Giorgi Godabrelidze was born on 14 March 1970 in Tbilisi, capital of then-Soviet Georgia. After graduating from high school, he started working at the state-owned Sakargromshen construction company, where he stayed through his university studies. In 1993, he graduated from the Georgian Technical University with a degree in electrification and mining operation, and in 1994, he received a secondary diploma from Tbilisi State University in international business.
After a brief stint as a radio host in the state-owned Teleradio of Georgia company, he became Deputy Governor of the private Tbiluniversal Bank, one of Georgia's few privately owned commercial banks in the years that immediately followed the fall of the USSR. In 1997, he joined the public service as head of youth affairs at the Mtatsminda Prefecture in Tbilisi. In 2000, he became head of youth affairs for the City of Tbilisi.[1]
Giorgi Godabrelidze is married to Tatia Tusiashvili.[2]
Head of the Customs Department
Giorgi Godabrelidze was elected to the Tbilisi City Assembly during the 2002 local elections. A little over a year later, he was appointed Deputy Minister of Finance following the Rose Revolution that led to the resignation of President Eduard Shevardnadze and the rise to power of the pro-Western Mikheil Saakashvili. Serving under Minister Zurab Noghaideli, he was appointed as chief of the Customs Department upon the dismissal of Levan Kitsauri, who was fired by Prime Minister Zurab Zhvania for failing to tackle corruption and smuggling. In his introductory speech, Zhvania told Godabrelidze he would have "three months" to put an end to corruption or face dismissal himself.[3]

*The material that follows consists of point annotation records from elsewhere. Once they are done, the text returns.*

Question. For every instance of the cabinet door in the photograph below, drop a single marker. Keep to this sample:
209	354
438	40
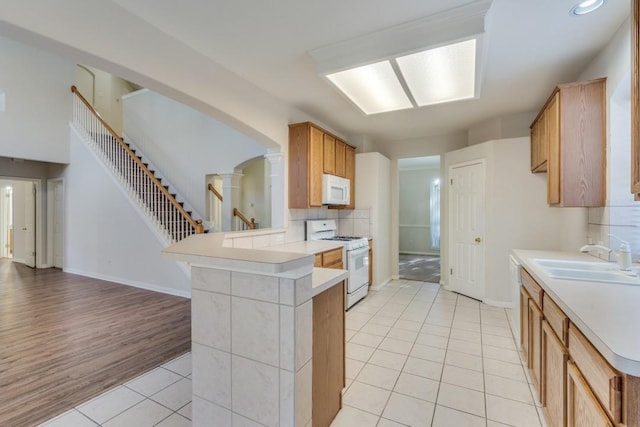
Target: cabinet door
340	158
535	345
524	324
329	158
554	377
583	408
552	132
316	149
328	355
350	173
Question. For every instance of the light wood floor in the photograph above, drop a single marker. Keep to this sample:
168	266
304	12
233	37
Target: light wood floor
66	338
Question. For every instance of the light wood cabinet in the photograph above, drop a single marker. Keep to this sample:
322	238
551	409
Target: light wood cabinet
328	367
535	345
583	408
312	152
554	377
568	141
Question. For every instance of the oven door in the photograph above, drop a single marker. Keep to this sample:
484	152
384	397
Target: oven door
358	267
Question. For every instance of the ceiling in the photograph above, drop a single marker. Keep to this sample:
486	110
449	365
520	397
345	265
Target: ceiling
531	47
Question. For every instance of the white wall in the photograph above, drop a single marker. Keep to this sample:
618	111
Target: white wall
517	214
106	235
414	210
184	144
373	192
37	86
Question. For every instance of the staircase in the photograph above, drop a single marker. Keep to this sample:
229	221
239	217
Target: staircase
155	199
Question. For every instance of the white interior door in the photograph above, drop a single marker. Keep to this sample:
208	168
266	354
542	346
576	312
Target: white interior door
24	217
467	223
58	220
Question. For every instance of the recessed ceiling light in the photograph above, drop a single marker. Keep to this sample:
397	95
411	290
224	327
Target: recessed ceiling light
586	6
443	74
374	88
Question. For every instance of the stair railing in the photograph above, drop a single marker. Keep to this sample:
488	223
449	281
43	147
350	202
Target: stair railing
249	223
176	221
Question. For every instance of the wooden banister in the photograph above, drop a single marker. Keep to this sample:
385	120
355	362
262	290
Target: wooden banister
197	225
251	224
214	191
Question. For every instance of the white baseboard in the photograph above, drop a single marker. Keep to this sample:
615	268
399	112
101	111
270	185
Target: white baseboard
135	284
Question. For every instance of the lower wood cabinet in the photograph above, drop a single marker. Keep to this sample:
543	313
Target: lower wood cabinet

In the first months of his mandate Giorgi Godabrelidze had to face the 2004 Adjara crisis, during which local authoritarian leader Aslan Abashidze refused to cooperate with the central government. On 6 April Godabrelidze visited Adjara to inspect the Sarpi customs checkpoint and the Port of Batumi, just as Abashidze sought customs autonomy.[4] He also sought to pressure Russia into enforcing a 1993 bilateral agreement that made it responsible to prevent freight transit through the Roki Tunnel, one of Georgia's main points of contention in the conflict in South Ossetia.[5]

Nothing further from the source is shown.